With additional Swiss Re Sponsorship:
Kanako Iuchi
Department of Urban & Regional Planning
University of Illinois at Urbana-Champaign
E-Mail: kiuchi2@illinois.edu
Kanako Iuchi is a PhD Candidate in Department of Urban and Regional Planning at University of Illinois at Urbana-Champaign. She is a graduate of University of Tsukuba, Japan, and Cornell University, where she received a Bachelor’s Degree in Social Science (Urban and Regional Planning major) and a Master’s Degree in City and Regional Planning, respectively. Prior to her graduate studies, she spent 10 years as an international development planner participating in disaster management projects sponsored by multi- and bi-lateral agencies. This experience exposed her to direct interactions with politicians, government officials, and people of different localities, making her realize a discrepancy between the goal and reality of disaster planning.
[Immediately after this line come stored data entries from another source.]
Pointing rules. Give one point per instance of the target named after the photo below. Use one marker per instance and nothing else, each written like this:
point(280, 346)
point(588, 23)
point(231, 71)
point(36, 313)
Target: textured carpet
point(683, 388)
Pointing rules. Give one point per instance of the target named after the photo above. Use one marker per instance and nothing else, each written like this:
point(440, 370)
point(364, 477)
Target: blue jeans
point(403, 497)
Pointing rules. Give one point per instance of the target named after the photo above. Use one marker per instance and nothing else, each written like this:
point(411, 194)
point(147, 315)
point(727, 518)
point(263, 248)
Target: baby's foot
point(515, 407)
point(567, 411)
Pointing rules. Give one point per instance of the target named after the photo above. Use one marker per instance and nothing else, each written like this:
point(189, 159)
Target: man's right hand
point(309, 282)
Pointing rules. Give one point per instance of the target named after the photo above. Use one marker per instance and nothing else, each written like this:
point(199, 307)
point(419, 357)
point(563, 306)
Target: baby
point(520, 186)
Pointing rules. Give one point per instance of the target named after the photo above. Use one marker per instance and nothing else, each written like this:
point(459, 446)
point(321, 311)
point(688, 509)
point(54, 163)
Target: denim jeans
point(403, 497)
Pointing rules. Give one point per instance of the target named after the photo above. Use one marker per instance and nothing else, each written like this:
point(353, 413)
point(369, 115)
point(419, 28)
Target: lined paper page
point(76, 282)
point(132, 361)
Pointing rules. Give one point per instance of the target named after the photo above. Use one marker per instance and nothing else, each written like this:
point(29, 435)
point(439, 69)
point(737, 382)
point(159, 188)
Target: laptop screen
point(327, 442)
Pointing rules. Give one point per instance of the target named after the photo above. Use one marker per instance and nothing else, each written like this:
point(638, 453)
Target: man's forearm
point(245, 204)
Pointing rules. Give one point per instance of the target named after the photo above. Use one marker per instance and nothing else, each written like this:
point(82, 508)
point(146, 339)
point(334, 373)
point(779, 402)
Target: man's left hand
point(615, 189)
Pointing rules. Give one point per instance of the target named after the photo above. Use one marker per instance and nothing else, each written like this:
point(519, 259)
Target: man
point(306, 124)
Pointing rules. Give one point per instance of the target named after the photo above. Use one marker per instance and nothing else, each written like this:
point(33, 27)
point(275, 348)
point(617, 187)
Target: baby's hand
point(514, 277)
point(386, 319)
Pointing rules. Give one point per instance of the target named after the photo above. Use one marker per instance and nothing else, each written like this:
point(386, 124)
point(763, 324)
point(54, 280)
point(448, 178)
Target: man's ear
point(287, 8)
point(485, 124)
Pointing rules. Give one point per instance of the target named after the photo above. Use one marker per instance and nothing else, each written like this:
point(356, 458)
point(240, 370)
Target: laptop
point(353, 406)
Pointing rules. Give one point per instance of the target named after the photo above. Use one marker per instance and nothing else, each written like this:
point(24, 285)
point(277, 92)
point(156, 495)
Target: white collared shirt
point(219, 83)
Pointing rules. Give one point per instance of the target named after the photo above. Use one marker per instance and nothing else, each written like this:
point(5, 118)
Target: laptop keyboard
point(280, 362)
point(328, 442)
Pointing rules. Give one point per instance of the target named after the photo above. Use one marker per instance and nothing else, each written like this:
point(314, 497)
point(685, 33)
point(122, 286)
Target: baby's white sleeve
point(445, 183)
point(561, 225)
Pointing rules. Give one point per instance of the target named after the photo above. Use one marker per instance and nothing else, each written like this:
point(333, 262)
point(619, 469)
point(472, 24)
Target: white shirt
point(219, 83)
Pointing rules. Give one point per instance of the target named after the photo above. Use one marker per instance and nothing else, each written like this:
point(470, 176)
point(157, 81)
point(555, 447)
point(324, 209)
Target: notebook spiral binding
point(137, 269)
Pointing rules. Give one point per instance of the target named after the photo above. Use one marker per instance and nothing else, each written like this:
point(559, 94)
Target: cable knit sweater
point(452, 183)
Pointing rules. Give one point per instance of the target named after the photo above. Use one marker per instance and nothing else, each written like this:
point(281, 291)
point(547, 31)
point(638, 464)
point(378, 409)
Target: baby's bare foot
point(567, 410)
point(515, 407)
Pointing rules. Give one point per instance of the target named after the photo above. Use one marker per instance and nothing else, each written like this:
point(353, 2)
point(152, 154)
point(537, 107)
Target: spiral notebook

Her interest in understanding planning and its influence to increased resiliency of community emerged from practical work in the field.
Dissertation Work
Kanako’s research intends to understand key planning decisions and processes that would lead to better resettlement of the disaster-affected communities in the declining rural areas. To do so, she targets Nijumurago area in Chuetsu region of Niigata, Japan, where communities are depopulating and still experiencing the effects of a devastating earthquake that occurred in October 2004. The most severely affected two districts, which were formerly governed as one for having identical culture, society, and economy, are currently administered by different cities; as a consequence, the districts were provided with different resettlements – one was to repopulate and the other was to relocate. This research will employ a comparative case study method, observing four village communities for in-depth study to examine the better ways by planners and policy makers to support disaster-affected communities in their post-disaster resettlement.
Andrew Rumbach
Department of City & Regional Planning
Cornell University
E-Mail: ajr56@cornell.edu
Andrew Rumbach is a doctoral candidate in City and Regional Planning at Cornell University. Rumbach grew up in southern Indiana and received his undergraduate degree from Reed College in Portland, Oregon. He joined the Department of City and Regional Planning at Cornell in 2005 and earned a Masters in Regional Planning in 2007. His masters research focused on recovery planning in New Orleans following Hurricanes Katrina and Rita, an experience that led him to pursue a career in hazards planning, with an emphasis on reducing disaster vulnerability in urban areas.
Dissertation Work
India’s size and location make it one of the most risk-prone countries in the world. Rumbach's dissertation will examine the relationship between urbanization and disaster vulnerability in Kolkata, West Bengal. Using mixed methods research design that includes archival materials, household surveys, interviews, and satellite imagery, he will focus on the relationship between Kolkata’s past growth and the geography of vulnerability in the city today. He will pay particular attention to the role that planning has played in the distribution of flood vulnerability in the city, and on the relationship between formal and informal growth. He hopes that his research will help inform future development plans for Indian coastal cities that are at-risk from natural hazards and the effects of global climate change and help planners better anticipate and respond to the needs of vulnerable communities.